調査に参加した農民たちが用いる非化学的な農法は、厩肥、堆肥、カチャザ(cachaza)、作物残差、ミネラル、バイオ肥料、ミミズ堆肥を適用することであった。ミミズ堆肥は、比較的最近のイノベーションではあったが、生産者たちの間ではとても人気があり、多くが既に用いていたり、使い始めるつもりだと指摘した。例えば、調査した時点では、ある地元の協働組合は組合員に有機資材を供給するため、ミミズ堆肥センターを計画していた(インタビューIX、2006)。 バイオ肥料の成功も目覚ましく、例えば、農業科学技術研究所(INCA)が生産するバイオ肥料、エコミック(Ecomic)は収量を15~60%高めることがわかった。とはいえ、後に詳しく論じるように、オルタナティブ肥料は、資源制約から使えないことが多い。

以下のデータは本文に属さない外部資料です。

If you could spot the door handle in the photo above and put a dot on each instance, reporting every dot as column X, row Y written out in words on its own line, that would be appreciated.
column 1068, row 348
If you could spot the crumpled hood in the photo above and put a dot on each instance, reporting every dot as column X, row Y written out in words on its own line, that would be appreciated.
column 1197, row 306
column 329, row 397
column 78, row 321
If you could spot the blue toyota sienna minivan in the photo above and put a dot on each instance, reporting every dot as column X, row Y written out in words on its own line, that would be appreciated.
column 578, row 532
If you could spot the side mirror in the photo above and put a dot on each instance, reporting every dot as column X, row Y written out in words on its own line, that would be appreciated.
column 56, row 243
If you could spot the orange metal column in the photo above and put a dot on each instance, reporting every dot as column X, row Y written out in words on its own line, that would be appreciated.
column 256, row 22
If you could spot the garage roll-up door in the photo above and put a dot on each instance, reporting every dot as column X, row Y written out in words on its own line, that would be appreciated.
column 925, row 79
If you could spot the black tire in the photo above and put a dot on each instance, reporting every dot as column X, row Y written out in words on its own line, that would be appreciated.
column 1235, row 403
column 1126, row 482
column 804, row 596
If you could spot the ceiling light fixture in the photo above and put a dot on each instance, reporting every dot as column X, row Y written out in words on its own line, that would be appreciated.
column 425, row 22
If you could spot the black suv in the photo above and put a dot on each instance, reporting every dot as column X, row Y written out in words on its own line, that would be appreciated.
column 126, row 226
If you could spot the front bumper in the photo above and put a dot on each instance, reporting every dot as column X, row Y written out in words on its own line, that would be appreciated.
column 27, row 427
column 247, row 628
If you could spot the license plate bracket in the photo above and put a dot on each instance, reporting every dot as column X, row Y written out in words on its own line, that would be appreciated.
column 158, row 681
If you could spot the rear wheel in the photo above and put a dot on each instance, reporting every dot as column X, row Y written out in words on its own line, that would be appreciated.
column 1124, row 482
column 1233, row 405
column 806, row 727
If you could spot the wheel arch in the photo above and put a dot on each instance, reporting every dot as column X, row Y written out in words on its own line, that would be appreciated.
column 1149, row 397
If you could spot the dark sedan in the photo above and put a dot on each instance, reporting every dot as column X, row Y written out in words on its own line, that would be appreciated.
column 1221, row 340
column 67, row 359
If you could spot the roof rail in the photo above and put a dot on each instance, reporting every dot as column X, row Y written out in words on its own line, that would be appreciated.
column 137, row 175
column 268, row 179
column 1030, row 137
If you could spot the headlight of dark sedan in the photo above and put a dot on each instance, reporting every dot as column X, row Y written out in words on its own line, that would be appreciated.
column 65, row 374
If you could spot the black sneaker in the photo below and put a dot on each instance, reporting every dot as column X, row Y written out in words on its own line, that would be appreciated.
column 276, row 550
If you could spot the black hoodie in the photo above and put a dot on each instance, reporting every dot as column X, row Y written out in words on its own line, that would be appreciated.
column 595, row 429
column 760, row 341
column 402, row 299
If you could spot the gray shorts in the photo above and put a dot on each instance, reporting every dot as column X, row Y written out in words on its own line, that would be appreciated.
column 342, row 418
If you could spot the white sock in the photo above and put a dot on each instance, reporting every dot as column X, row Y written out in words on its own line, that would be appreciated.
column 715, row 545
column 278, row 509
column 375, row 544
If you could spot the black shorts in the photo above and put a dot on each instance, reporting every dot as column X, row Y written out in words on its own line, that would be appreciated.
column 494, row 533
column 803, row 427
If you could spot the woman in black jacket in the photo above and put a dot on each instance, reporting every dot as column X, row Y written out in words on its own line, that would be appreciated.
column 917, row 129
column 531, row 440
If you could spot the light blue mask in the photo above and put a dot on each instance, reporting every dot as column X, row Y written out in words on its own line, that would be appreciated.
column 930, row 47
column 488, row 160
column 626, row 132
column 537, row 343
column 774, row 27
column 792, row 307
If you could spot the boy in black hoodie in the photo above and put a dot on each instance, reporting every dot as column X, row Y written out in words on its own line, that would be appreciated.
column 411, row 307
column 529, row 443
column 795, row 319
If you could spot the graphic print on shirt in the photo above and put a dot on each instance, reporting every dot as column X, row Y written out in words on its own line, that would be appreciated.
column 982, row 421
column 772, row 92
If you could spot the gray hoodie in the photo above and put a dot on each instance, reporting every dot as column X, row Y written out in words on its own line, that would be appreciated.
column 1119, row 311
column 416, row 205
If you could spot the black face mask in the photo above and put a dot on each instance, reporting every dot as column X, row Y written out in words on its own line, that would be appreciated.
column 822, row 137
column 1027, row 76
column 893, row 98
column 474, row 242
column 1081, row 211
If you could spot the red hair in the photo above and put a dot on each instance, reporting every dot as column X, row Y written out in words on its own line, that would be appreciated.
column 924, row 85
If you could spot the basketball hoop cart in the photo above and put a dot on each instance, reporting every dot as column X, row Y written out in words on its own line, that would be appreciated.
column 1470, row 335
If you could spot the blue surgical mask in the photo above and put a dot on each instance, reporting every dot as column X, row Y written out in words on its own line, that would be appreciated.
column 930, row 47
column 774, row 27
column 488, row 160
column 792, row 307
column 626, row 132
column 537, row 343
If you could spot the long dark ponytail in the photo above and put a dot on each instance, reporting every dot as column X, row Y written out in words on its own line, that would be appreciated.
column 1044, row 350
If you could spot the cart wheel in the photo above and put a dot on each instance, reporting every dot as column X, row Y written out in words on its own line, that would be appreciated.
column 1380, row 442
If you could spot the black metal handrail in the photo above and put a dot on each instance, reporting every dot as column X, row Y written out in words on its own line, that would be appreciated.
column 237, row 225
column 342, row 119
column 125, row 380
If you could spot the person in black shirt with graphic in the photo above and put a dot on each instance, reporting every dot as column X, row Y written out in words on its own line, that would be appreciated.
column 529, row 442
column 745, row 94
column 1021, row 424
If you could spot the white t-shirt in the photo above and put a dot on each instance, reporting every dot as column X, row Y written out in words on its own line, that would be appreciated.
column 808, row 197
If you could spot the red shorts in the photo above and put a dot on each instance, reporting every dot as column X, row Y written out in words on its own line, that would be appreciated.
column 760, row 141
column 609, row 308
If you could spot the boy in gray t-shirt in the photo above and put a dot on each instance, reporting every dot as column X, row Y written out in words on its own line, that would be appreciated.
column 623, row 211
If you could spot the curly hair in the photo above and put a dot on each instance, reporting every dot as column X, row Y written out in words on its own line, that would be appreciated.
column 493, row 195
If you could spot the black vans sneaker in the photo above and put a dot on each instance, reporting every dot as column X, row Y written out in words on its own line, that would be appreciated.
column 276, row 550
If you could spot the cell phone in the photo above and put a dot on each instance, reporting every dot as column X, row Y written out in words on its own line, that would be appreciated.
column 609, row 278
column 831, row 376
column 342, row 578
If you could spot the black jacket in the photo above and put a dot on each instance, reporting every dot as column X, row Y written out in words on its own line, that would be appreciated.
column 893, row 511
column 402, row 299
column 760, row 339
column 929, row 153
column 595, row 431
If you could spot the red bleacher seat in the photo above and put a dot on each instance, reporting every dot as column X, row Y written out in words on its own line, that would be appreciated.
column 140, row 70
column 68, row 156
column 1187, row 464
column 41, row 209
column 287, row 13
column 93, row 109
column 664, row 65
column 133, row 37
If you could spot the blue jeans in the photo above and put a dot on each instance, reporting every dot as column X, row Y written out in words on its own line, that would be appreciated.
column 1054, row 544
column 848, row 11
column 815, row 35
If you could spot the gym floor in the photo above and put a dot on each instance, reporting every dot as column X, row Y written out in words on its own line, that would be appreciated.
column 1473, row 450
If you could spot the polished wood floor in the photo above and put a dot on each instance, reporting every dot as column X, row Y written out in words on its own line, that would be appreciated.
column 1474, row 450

作物防除については、化学肥料と似たり寄ったりで、ほとんどの生産者は、化学農薬を入手することが極めて困難だった。とはいえ、生産者たちは、病害虫については地力ほど懸念せず、ほとんど深刻な問題がないと述べた。そして、非化学的な防除手法では、病害虫のすべてを防除はできないものの、ほとんどの生産者が一般的に満足していた。 病害虫問題に対応するため、全生産者たちが指摘した主な方法は、混作と輪作だった。害虫を混乱させる手段として混作が認められ、比較的狭い範囲で集中栽培されていた。例えば、1~2列である作物を樹間に作付けたり、間作しているのだ。
マメと混作されるトウモロコシと害虫忌避に役立つマリーゴールド
この事例はトウモロコシとマメの混作で、農場の約半分で行われ、それ以外の数人の生産者もこの混作を将来行うことに関心を示した。また、多くの農場では、病害虫対策として、ニームやマリーゴールド等が用いられていた。前述したようにトリコデルマ菌やバチルス菌等の防除資材はCREEで生産されている。とはいえ、これを用いていたのは2人の都市生産者と農村部の1農場だけだった。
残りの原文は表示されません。